Es schien zuletzt nicht so, als habe Horst Seehofer ein gesteigertes Interesse an Studien im Zusammenhang mit der Polizei. Eine angekündigte Untersuchung über rassistische Kontrollen durch Beamte sagte der Bundesinnenminister kurzerhand ab, eine andere Studie über “rechtsextremistische Haltungen und Handlungen” liegt im Ministerium auf Eis.
Doch Seehofer ist immer für eine Überraschung gut. “In Deutschland reden ja gerade viele über Polizei-Studien”, sagte der CSU-Politiker dem “Münchner Merkur”. “Wir bräuchten nach meiner Überzeugung eine Studie über Gewalt gegen Polizeibeamte.” Eine solche Untersuchung müsse erfragen, “was führt in Deutschland seit Längerem dazu, dass die Polizei – bis in wichtige Bereiche der Politik und der Medien hinein – so beschimpft und verunglimpft wird?”
Neu ist Seehofers Forschungsidee jedoch nicht: Im Gegensatz zur kaum vorhandenen Datengrundlage beim Thema Racial Profiling gab es bereits mehrere Untersuchungen zu Gewalt gegen Polizisten, etwa eine Befragung von Beamten in zehn Bundesländern 2012 und eine Studie in Nordrhein-Westfalen von 2013. Letztere konstatierte unter anderem eine zunehmende Gewaltbereitschaft, die auf eine vielfach überforderte Polizei treffe.
Der Bundesinnenminister war zuletzt in die Kritik geraten, weil er eine von seinem Ministerium in Aussicht gestellte Studie über Rassismus in der Polizei abgesagt hatte. Er begründete dies damit, dass Rassismus in der Polizei kein strukturelles Problem und das zu untersuchende Racial Profiling verboten sei. Die Opposition kritisierte ihn dafür scharf, das SPD-geführte Bundesjustizministerium forderte ein Festhalten an der Rassismus-Studie. Aus mehreren Bundesländern gab es daraufhin Signale, dass eine Untersuchung auch ohne den Bund möglich sei.
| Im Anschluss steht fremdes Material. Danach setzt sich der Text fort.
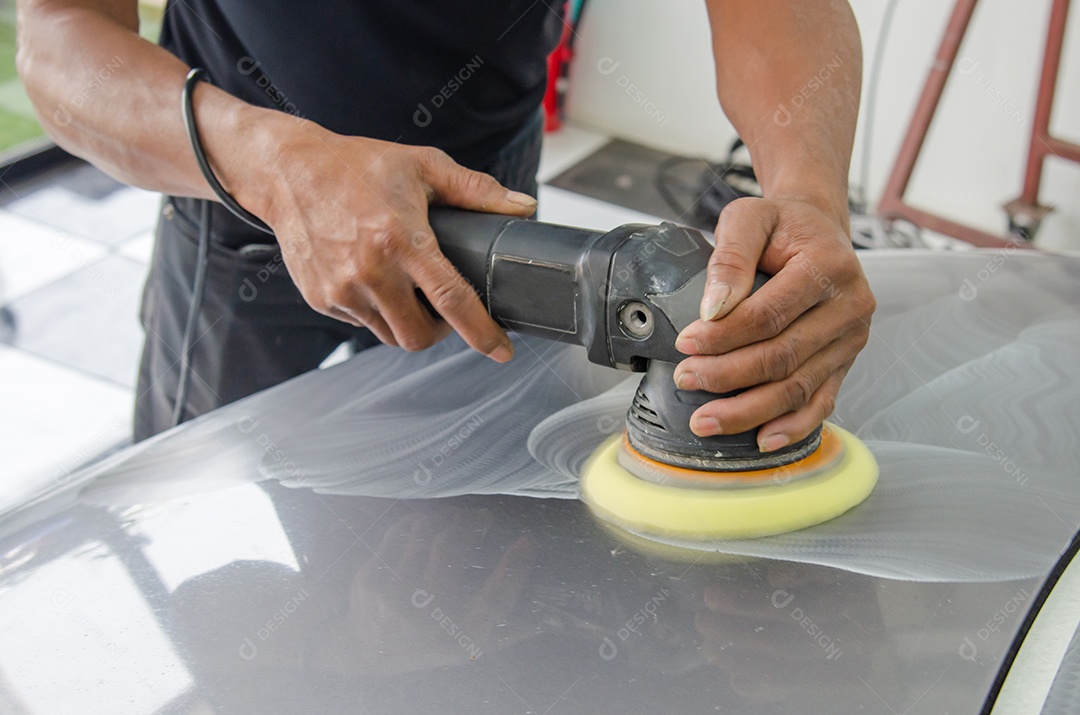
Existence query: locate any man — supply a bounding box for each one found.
[17,0,874,450]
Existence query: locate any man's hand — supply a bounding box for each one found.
[675,199,875,451]
[248,119,537,362]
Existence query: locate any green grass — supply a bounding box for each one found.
[0,0,162,153]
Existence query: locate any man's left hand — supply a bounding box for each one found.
[675,199,875,451]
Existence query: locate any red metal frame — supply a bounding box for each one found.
[878,0,1080,247]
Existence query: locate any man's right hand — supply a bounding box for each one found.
[239,117,537,362]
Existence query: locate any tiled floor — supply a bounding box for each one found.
[0,160,159,503]
[0,127,635,509]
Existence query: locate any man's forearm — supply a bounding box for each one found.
[707,0,862,227]
[17,0,280,210]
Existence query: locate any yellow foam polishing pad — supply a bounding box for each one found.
[581,424,878,541]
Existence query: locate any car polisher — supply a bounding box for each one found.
[430,208,878,541]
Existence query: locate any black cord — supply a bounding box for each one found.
[173,201,211,427]
[180,67,273,234]
[173,67,273,427]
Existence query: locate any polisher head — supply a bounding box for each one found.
[581,423,878,541]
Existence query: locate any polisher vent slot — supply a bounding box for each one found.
[630,388,667,432]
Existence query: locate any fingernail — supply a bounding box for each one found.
[701,283,731,321]
[690,417,723,437]
[675,370,701,390]
[507,191,537,208]
[487,342,514,363]
[757,432,792,451]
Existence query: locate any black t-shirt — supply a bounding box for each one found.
[161,0,563,167]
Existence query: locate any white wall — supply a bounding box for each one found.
[568,0,1080,249]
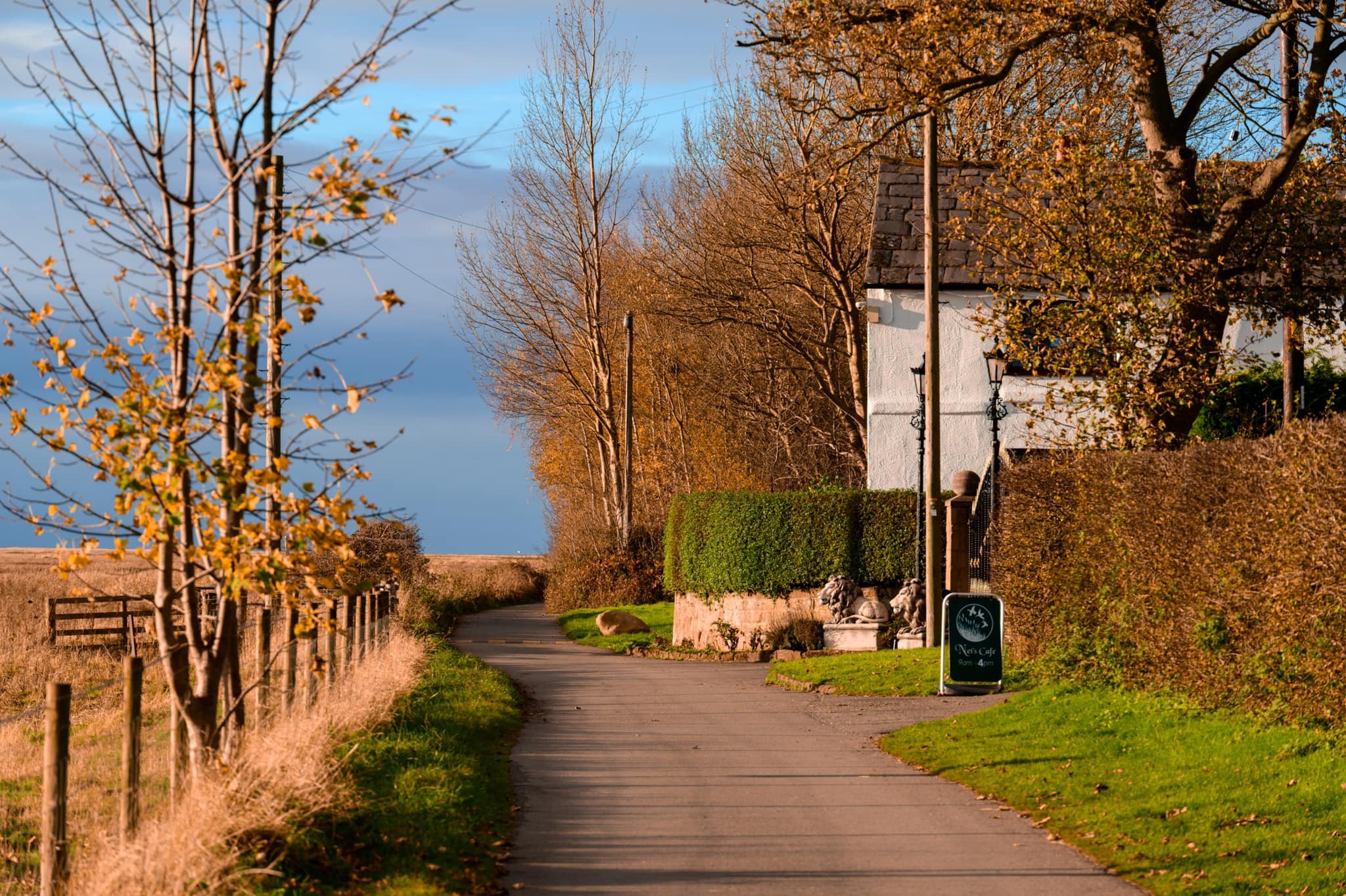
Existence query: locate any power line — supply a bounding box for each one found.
[420,78,739,152]
[354,233,457,299]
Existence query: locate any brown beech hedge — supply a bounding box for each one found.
[994,416,1346,728]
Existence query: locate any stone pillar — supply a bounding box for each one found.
[944,470,981,592]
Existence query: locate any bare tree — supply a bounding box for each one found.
[0,0,452,773]
[459,0,649,533]
[646,68,873,482]
[739,0,1346,445]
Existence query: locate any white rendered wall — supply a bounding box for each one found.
[867,289,1042,488]
[866,289,1343,488]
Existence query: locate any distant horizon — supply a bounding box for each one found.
[0,0,741,556]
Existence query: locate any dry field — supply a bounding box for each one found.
[0,548,545,895]
[425,554,546,575]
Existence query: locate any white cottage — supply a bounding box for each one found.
[864,160,1324,488]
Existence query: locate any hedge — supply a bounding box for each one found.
[664,488,918,596]
[993,416,1346,728]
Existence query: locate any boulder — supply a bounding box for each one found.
[593,610,650,635]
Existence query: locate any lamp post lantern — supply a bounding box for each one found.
[981,344,1010,575]
[983,344,1010,485]
[910,355,925,579]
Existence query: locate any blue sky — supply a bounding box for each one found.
[0,0,745,553]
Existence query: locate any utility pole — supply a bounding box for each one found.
[622,311,636,550]
[267,156,285,550]
[1280,18,1305,425]
[925,108,944,647]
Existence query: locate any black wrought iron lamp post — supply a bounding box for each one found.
[911,355,925,580]
[983,346,1010,489]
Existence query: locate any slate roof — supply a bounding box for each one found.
[864,159,993,289]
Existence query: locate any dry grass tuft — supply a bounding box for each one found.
[70,631,424,896]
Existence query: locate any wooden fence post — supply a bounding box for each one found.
[326,597,336,690]
[374,585,388,648]
[168,686,187,799]
[121,656,145,842]
[357,592,369,662]
[281,607,299,711]
[253,607,271,730]
[344,594,356,667]
[39,681,70,896]
[304,604,319,706]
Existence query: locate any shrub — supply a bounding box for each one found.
[546,527,668,614]
[760,615,822,650]
[994,416,1346,727]
[401,560,546,634]
[350,520,425,587]
[664,488,918,594]
[1191,354,1346,441]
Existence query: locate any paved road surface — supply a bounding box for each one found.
[455,604,1136,896]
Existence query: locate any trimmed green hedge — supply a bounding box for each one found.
[664,488,918,594]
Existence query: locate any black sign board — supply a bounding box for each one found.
[945,594,1004,683]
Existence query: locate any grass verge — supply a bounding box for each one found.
[766,647,1029,697]
[881,684,1346,893]
[270,642,522,896]
[559,600,673,654]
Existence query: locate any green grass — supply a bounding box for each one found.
[559,600,673,654]
[881,686,1346,893]
[766,647,1027,697]
[262,644,522,896]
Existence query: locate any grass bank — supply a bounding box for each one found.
[271,642,522,895]
[766,647,1029,697]
[881,686,1346,893]
[559,600,673,654]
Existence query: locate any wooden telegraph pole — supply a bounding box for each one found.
[1280,12,1305,425]
[267,156,285,550]
[925,109,944,647]
[622,311,636,549]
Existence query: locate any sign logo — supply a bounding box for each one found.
[953,604,994,643]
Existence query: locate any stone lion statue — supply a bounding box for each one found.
[818,576,860,623]
[889,579,925,635]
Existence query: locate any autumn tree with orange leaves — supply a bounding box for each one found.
[737,0,1346,447]
[0,0,453,774]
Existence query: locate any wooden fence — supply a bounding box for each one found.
[47,589,227,654]
[32,587,397,896]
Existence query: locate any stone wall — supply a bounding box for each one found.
[673,587,898,650]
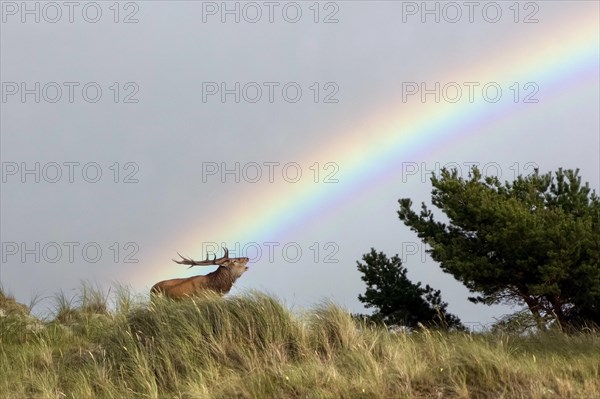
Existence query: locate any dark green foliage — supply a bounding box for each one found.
[398,167,600,327]
[357,248,462,328]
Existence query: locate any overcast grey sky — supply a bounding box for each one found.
[0,1,600,330]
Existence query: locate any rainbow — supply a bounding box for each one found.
[139,12,600,282]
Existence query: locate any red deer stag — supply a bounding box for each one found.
[155,248,249,299]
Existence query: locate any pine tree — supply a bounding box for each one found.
[357,248,462,329]
[398,167,600,327]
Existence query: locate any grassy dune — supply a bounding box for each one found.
[0,288,600,399]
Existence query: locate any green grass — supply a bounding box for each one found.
[0,287,600,399]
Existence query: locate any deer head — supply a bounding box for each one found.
[173,248,249,279]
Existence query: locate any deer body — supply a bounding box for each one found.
[150,249,249,299]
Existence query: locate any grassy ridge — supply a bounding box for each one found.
[0,289,600,399]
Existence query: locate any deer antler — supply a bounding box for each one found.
[172,248,229,269]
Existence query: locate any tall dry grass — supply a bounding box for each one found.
[0,287,600,399]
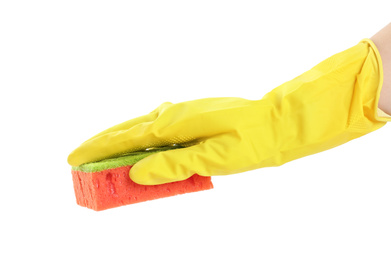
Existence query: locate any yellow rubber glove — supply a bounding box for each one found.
[68,39,391,185]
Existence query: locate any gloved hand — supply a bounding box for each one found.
[68,39,390,185]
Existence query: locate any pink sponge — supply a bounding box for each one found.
[72,165,213,211]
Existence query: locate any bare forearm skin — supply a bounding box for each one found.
[371,23,391,115]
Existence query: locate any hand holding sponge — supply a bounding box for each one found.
[68,39,390,189]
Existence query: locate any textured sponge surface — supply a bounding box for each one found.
[72,166,213,211]
[72,147,213,210]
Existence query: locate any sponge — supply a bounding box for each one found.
[72,149,213,211]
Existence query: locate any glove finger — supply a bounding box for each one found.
[129,134,248,185]
[85,102,172,142]
[68,102,171,166]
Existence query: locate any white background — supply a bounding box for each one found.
[0,0,391,260]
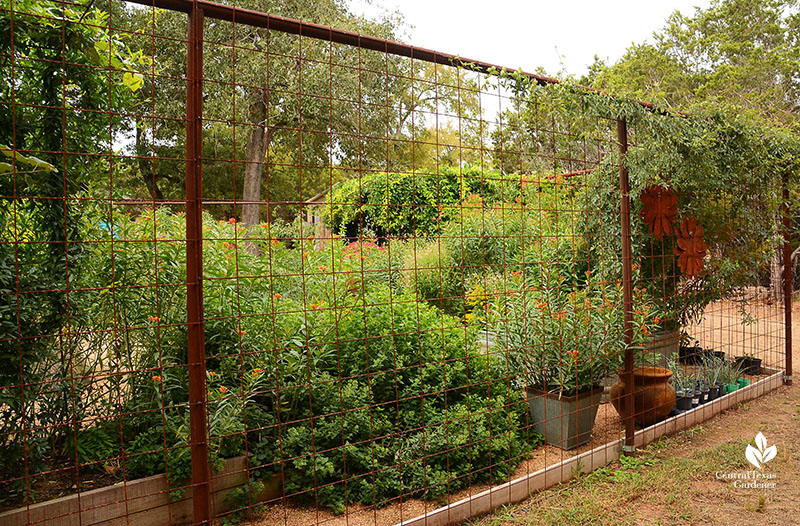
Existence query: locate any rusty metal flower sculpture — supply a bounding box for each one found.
[675,216,708,278]
[639,186,678,241]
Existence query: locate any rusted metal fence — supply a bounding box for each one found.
[0,0,792,526]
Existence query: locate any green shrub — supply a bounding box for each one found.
[256,288,527,511]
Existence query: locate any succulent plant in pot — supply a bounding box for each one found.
[701,355,726,401]
[722,361,743,393]
[672,362,695,411]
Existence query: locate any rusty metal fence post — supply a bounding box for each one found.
[186,3,211,524]
[782,172,794,385]
[617,119,636,454]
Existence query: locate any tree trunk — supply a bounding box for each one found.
[241,100,270,226]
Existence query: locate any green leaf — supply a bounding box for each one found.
[122,72,144,92]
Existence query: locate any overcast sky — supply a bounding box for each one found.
[350,0,710,76]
Seehofer nahm zur Begründung seiner neuen Forderung Bezug auf Krawalle in Frankfurt am Main in der Nacht zum Sonntag. Auf dem Opernplatz waren Polizisten nach offiziellen Angaben aus einer Menge von Hunderten Feiernden massiv mit Flaschen beworfen worden.
Mehrere Beamte wurden demnach verletzt. 39 Tatverdächtige seien vorläufig festgenommen worden. Als Reaktion auf die Krawalle beschloss die Stadt am Montag ein Betretungsverbot für den Opernplatz an Wochenenden. Seehofer verlangte angesichts der Ereignisse größeren Respekt für die Polizei. “Wir brauchen die Rückkehr zu einem Grundkonsens in unserer Gesellschaft”, sagte er. “Polizeibeamte handeln im Auftrag der Gemeinschaft. Die schlägt man nicht, bespuckt man nicht, beleidigt man nicht.”
Polizei und Justiz müssten nun entschlossen vorgehen, die Täter müssten empfindlich bestraft werden: “Die Strafandrohung ist ein Modul, es geht aber auch darum, den Strafrahmen auszufüllen. Es darf da keine Toleranz geben”, sagte Seehofer. Über ein mögliches Alkoholverbot auf öffentlichen Plätzen sagte Seehofer: “Auch der Alkoholkonsum ist ein Teilaspekt. Wir müssen uns insgesamt mit der Frage beschäftigen, wie wir diese Gewaltexzesse verhindern können.”